The other thing that I wanted to remind us about tonight, is that the Christian calendar itself begins not in Passover, but in Advent and that is because the place we begin is the place where Emmanuel, God comes to earth and is with us.

What happens as we get ready for Ash Wednesday, typically, is that we burn the Palm branches from Palm Sunday prior, or if you forget to do that, you go find some new ones and burn them. We do this symbolically, because it reminds us that people had palm branches, and they thought Jesus was here to blow things up and get rid of the Roman empire. And yet, Jesus comes on a donkey bringing peace. And isn’t that just like hope?

Hope interrupts, not in a way that is perfect or final or triumphant sounds or blasts of horns, but it’s something more like a light of a candle that illuminates the dark. And as we hold that and we share it with one another, the brilliance of God’s new morn is birthed both in us and through us and around us, indeed.
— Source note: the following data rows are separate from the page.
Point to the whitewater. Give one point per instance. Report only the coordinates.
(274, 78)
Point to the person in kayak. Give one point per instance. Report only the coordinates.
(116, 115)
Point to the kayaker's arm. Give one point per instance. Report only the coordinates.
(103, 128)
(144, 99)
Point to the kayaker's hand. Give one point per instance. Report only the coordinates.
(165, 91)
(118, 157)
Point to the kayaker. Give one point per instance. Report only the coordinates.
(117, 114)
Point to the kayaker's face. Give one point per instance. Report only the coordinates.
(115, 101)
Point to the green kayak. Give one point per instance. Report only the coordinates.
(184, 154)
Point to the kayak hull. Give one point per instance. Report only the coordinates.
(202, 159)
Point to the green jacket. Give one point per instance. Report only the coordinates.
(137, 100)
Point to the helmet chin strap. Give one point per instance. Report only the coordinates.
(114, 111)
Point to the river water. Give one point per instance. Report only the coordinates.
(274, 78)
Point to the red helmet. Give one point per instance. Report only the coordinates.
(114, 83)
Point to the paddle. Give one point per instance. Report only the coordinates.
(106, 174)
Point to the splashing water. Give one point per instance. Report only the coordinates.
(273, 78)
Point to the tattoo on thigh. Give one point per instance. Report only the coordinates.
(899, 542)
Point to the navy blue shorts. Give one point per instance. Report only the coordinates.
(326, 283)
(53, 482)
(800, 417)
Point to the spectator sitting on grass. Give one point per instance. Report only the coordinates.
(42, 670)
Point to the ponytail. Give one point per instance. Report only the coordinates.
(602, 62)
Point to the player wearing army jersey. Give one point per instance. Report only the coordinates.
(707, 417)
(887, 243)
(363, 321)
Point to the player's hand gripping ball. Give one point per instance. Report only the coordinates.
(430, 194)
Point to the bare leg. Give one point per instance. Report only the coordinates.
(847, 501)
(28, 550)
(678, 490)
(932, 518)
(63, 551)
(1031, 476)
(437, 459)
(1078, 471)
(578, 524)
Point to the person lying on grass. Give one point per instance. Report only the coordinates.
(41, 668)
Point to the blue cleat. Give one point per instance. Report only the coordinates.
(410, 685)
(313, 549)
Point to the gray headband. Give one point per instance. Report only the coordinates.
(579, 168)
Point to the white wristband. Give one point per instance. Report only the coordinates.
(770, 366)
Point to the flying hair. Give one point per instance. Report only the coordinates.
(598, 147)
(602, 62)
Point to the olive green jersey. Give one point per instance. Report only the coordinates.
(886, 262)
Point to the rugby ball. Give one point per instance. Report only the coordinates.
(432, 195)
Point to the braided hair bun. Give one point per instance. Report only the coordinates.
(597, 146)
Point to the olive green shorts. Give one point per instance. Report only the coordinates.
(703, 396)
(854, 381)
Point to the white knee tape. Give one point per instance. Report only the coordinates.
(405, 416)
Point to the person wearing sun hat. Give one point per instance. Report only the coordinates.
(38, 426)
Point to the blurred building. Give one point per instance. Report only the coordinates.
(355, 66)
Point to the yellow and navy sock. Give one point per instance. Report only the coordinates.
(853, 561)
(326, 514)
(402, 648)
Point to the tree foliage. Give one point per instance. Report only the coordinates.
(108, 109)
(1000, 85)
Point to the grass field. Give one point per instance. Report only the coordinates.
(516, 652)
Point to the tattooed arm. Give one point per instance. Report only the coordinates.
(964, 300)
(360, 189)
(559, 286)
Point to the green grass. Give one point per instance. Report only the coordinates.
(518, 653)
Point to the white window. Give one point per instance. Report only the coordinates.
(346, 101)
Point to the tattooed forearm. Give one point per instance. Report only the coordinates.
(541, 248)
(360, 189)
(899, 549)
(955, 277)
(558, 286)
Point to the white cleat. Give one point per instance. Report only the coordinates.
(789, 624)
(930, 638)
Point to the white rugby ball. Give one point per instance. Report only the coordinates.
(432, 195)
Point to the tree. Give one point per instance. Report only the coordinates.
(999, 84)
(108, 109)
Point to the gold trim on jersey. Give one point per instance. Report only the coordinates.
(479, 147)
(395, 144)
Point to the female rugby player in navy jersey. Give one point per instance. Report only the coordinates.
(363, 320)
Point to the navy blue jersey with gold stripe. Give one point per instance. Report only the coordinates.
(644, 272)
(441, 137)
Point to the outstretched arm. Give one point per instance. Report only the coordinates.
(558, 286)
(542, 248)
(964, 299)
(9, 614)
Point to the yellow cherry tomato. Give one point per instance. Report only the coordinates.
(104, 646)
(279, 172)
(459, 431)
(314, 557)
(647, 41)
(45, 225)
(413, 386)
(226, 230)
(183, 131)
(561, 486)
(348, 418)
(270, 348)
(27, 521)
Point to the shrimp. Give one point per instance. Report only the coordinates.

In creation and in Sabbath, we are reminded that we are dependent upon the God of the universe who has already been creating and so we rest. In Passover, we are reminded that we were a people who were enslaved and brought to freedom in this God. And then, on Ash Wednesday, we are reminded that we are vulnerable and frail and in need. And we are indeed image bearers of God. The God who is indeed Emmanuel with us.

And in a world where we know pain. And we know sorrow. What if instead of it being a call for us to bear arms and destroy one another, the call of the Lenten journey is one that invites us more deeply into the way of Christ, the way of life. For indeed, we are made from dust, to dust we will return. And in between those two moments, we are held by the grace, the creator and sustainer of all things, including us.

So may the hope of Jesus Christ be yours this night. Wherever you are in need, may you know you are not alone in this journey. May we remember. And may we journey with Jesus all the way to Jerusalem and into life. Amen.